Bibek Subedi, co-first author of “The START domain mediates Arabidopsis GLABRA2 dimerization and turnover independently of homeodomain DNA binding” 

Current Position: PhD candidate and Graduate Teaching/Research Assistant in Division of Biology at Kansas State University, Manhattan, Kansas, 66506 USA

Education: M. Sc. in Microbiology from Tribhuvan University, Kirtipur, Nepal

Non-scientific Interests: Hiking, Cooking spicy foods, Gardening, Music, Movies

Brief bio: Despite an early fascination on how plants grow and respond to environmental stimuli, I preferred studying microbes and their interaction with hosts for my undergraduate and master’s degrees. I focused my master’s research on the comparative study of Methicillin-Resistant Staphylococcus aureus and Coagulase Negative Staphylococci in relation to their antimicrobial resistance and the ability to form biofilms. After joining Ph.D. program at K-State in 2017, I initially worked on a project characterizing a membrane protein involved in drug efflux in Staphylococcus aureus. However, I soon became interested in plant molecular biology because of my ever-growing interest in the regulation of plant development and its importance in global food production. The overall goal of my Ph.D. project is to identify and characterize post-translational modifications controlling developmentally important class IV homeodomain leucine zipper (HD-Zip IV) transcription factors in Arabidopsis. Working in the laboratory of Dr. Kathrin Schrick, I gained expertise in plant genetics where I learned to genetically manipulate the plant model organism Arabidopsis with transgenic approaches. I have been also applying my skills on molecular cloning to carry out mutagenesis of the target genes and I have been also investigating the HD-Zip IV protein turnover in Arabidopsis using proteomics and microscopy.
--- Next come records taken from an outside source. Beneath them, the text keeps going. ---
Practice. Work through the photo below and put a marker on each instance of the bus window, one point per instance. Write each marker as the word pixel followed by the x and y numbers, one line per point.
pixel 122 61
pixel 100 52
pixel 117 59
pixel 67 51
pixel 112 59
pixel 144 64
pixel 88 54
I believe that the findings of my Ph. D. research will provide new insight into how the protein levels of the regulators of epidermal cell differentiation are fine-tuned in plants in response to environmental stressors. My core strengths include microbiology, molecular and cell biology, biochemistry and genetics. In addition, I am equipped with scientific writing, science communication and analytical skills. I worked closely with my supervisor Dr. Kathrin Schrick and previous lab members to prepare this manuscript and I am very pleased that our work is now being published in Plant Physiology.